In this section we will discuss the operator support available for the device across various frameworks.

To determine the list of operators supported by the device for various frameworks, you can execute the following command

Example command to generate operators supported for onnx

/opt/qti-aic/exec/qaic-exec -operators-supported=onnx

This command generators a file OnnxSupportedOperators.txt which comprehensive list of ops supported.

It is important to note that the operator support keep expanding with the release of new SDK versions.

Note

-operators-supported supports only onnx, tensorflow, pytorch, caffe, and caffe2.

Note

onnx is the preferred format to compile the model for the device.
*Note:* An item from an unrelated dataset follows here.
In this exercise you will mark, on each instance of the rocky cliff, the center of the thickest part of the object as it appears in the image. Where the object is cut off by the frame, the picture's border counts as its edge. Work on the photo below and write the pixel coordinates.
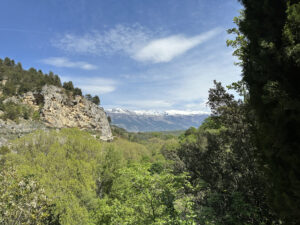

Handling Unsupported Operators¶

In some cases, you might encounter errors related to unsupported operations while compiling the model for the device.

For instance, certain operations like einsum present in the model file might not be directly supported by the device.

In such scenarios, the Model Preparator tool can be employed to modify the model and substitute these unsupported operations with their corresponding mathematical equivalent subgraphs.

Datatype Support¶

The device performance is optimum for trained model weights in either fp16 (half-precision) or int8 formats.

If the model is originally trained in fp32 format, it gets downconverted to fp16 format with -convert-to-fp16 during the compilation process. In certain scenarios, models may contain constants which are beyond the fp16 range. In those scenarios, it is recommended to clip to fp16 range as shown in this notebook, see the fix_onnx_fp16 function.

The device also offers support for mixed precision, specifically fp16 and int8. While the device is technically capable of running fp32 precision models using the scalar processor, its important to note that the performance achieved will be suboptimal compared to models utilizing fp16 or int8 precision.

Conversion from bf16 to fp16¶

If the model is trained in bf16 (bfloat16), Qualcomm can provide a script to identify the scaling factors to scale down the weights of the models such that intermediate activations will not overflow 'fp16'.